Robert Russa Moton (* 26. August 1867 in Amelia County, Virginia; † 31. Mai 1940 in Gloucester County, Virginia) war ein US-amerikanischer Pädagoge, Sozialreformer und Bürgerrechtler.

Leben[Bearbeiten | Quelltext bearbeiten]

Er war der Sohn der befreiten Sklaven Booker Moton und Emily Brown Moton, die beide auf der Plantage eines Weißen im Prince Edward County arbeiteten. Zunächst wurde er von seiner Mutter und der ältesten Tochter des Dienstherren seiner Eltern unterrichtet, bevor er eine Schule für schwarze Kinder besuchte. Nachdem er zwei Jahre lang als Holzfäller gearbeitet hatte, besuchte er die Hampton Agricultural and Industrial School, einen Vorgänger der heutigen Hampton University. Dort erhielt er 1890 seinen Abschluss und lag kurz darauf erfolgreich sein Staatsexamen ab.[1][2]

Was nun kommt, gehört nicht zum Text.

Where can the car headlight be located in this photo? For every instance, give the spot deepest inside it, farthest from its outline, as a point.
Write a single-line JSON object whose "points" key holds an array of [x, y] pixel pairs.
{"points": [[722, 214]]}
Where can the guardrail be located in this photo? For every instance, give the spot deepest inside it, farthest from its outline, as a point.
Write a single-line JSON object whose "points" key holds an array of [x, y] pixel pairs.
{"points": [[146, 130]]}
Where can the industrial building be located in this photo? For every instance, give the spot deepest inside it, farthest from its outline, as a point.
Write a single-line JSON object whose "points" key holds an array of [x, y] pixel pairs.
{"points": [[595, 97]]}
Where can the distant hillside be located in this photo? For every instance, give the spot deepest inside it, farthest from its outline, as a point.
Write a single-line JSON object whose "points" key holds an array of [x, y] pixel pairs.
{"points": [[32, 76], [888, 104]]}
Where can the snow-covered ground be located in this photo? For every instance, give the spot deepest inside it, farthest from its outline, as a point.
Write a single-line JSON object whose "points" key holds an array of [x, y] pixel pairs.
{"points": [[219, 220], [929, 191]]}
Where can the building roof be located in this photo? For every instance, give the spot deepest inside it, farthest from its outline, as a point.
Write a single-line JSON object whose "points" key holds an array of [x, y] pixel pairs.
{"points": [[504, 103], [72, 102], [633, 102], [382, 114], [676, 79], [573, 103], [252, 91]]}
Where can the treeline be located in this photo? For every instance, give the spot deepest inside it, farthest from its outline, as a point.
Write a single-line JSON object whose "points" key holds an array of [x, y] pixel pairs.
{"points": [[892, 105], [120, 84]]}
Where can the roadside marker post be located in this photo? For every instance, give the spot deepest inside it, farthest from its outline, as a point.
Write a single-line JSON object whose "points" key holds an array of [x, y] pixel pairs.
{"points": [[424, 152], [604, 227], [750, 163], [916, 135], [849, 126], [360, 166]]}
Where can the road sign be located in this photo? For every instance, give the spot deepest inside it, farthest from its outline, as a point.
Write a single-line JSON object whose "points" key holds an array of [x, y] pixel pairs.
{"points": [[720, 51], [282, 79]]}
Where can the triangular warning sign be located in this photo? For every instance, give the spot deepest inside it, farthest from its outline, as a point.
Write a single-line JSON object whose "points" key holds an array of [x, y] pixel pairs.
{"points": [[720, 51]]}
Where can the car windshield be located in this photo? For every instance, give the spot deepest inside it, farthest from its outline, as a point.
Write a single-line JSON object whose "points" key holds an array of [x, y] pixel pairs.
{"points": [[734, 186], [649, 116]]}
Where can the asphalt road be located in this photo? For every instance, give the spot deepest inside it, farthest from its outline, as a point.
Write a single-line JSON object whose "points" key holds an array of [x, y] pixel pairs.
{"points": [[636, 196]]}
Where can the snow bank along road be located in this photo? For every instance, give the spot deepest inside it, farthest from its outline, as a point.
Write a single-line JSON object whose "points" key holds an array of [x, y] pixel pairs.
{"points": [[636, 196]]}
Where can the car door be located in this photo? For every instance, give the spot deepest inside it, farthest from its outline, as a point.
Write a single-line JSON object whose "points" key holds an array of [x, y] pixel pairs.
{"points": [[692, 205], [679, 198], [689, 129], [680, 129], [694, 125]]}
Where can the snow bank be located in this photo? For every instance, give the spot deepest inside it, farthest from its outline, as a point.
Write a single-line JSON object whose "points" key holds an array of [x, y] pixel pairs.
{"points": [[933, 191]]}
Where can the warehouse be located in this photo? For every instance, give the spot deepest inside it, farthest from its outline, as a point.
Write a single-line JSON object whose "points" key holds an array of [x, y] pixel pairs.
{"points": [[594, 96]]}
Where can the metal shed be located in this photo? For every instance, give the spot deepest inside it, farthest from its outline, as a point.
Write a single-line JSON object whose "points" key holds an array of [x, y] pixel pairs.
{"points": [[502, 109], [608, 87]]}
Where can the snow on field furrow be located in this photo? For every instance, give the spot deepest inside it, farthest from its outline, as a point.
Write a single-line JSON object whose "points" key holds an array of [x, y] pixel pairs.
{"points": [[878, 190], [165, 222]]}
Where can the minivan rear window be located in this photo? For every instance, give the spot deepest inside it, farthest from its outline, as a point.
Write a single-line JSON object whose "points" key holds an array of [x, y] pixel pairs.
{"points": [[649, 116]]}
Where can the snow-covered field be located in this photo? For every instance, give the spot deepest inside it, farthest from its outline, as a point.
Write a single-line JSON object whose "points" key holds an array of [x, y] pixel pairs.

Auf Veranlassung des Schulleiters Samuel C. Armstrong blieb Moton an der Universität und wurde 1891 zu einem Dekan („Commandant of Cadets“). Diesen Posten behielt er für die nächsten 25 Jahre und entwickelte sich in dieser Zeit unter dem Spitznamen „The Major“ zu einem geistigen Anführer der Afroamerikaner. 1900 übernahm er die Leitung der National Negro Business League; 1908 wurde er Trustee der Anna T. Jeanes-Stiftung; 1912 gründete er die Negro Organization Society of Virginia. Gemeinsam mit seinem Freund und Mentor Booker T. Washington vertrat er die Auffassung, dass Afroamerikaner sich durch Bildung einen höheren Status in der weißen Gesellschaft erkämpfen sollten. Aus diesem Grund bezogen sich viele ihrer Reformen auf die Schaffung neuer Bildungsmöglichkeiten für Schwarze. Zwar verurteilten sie die häufigen rassistischen Angriffe auf sie, unternahmen allerdings keine direkten politischen Kampagnen gegen den privilegierten Status der Weißen.[1][2]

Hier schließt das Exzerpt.